Arrow-right Camera
The Spokesman-Review Newspaper
Spokane, Washington  Est. May 19, 1883

Then and Now: Emry's Clothiers

The southwest corner at the intersection of Riverside Avenue and Stevens Street had a men's clothing shop in the Fernwell Building for a century.

Image one Image two
Image One Photo Archive | The Spokesman-Review
Image Two Jesse Tinsley | The Spokesman-Review

Then and Now: Emry's

The Chamber of Commerce building was constructed right after Spokane’s 1889 great fire, and the name changed to the Fernwell in 1893 after owners Rollin and Mary Hyde’s boy child, who died in infancy.

Most of Spokane’s downtown buildings followed the Chicago school of architecture, where the bottom one or two stories were dressed up with heavy pillars and arches, topped with less ornamented upper stories and capped with an ornamented cornice. The Fernwell building had large display windows at street level, suitable for displays of clothing and retail goods.

R.J. Hurd & Company opened the doors of a proper men’s furnishings shop there in 1894. In 1925, they sold out to H.H. Hebert of Kemp & Hebert, another department store with a large menswear section. The store was managed under the Hurd name by Glen Pattee, who was very involved in local and state-wide retail business.

In 1933, Frederic Grant Emry bought the Hurd store and renamed it Emry’s.

Emry was born in Pleasant Plain, Iowa, and moved west to get into business after earning his degree from the University of Iowa in 1902. With Harry R. Hibbs, he would eventually run the Emry-Hibbs Clothing Company of Fort Collins, Colorado.

The Emrys attended the graduation of their son Merle from Stanford in 1929, then eventually moved to Palo Alto with their two daughters a short time later. Merle’s marriage to Grace Humphrey, another student at Stanford, took up a large section of the society page in Fort Collins in 1930.

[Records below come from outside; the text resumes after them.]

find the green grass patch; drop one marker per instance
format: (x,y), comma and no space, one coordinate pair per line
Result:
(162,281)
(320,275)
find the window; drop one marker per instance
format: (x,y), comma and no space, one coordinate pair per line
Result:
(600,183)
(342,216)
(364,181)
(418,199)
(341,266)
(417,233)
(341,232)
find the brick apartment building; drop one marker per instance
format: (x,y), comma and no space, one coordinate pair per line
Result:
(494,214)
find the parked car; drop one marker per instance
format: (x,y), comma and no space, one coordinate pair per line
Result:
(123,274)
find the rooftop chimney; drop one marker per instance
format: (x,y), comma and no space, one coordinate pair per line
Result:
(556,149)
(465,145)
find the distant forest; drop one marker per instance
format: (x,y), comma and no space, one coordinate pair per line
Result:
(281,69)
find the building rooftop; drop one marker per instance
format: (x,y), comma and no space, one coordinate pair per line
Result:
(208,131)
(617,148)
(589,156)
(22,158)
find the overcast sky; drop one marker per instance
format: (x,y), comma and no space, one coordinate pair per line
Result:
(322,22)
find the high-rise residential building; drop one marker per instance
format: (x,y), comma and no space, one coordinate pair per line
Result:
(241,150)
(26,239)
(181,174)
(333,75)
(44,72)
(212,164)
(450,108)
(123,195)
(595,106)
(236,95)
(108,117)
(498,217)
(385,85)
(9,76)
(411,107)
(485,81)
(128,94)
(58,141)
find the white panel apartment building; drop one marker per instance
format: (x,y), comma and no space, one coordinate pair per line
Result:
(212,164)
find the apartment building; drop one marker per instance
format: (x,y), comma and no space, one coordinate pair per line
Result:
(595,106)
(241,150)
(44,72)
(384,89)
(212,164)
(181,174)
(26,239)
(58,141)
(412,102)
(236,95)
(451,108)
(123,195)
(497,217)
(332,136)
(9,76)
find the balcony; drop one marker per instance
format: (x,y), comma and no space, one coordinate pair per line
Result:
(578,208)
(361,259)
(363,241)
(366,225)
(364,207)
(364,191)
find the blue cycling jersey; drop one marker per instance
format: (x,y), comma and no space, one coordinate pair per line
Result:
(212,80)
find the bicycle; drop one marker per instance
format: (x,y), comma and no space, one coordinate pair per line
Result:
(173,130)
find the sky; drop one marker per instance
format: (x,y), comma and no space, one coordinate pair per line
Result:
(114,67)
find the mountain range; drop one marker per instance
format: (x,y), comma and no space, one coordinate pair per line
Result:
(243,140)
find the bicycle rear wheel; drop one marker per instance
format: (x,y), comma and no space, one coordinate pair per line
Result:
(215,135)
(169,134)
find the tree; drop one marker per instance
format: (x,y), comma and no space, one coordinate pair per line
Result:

After briefly owning a men's wear store in California, the Emrys made the move to Spokane in 1933. They purchased the R.J. Hurd clothing store at 503 W. Riverside Avenue in Spokane, changed the name and operated Emry’s Clothiers, an upscale men’s store. Wife Eunice, son Merle and daughter-in-law Grace all served on the company’s board.

Emry’s store advertised that it carried shirts by Arrow, Bostonian shoes, hats from Dobbs and other national brands.

When Fred passed away in 1946, Merle became company president and continued to operate the store until 1951, when he sold the store to Herbert S. Howell, who also operated Brooks Department Store for Men.

The location later became a Harvey’s Fine Clothing store, which closed in the mid-1990s.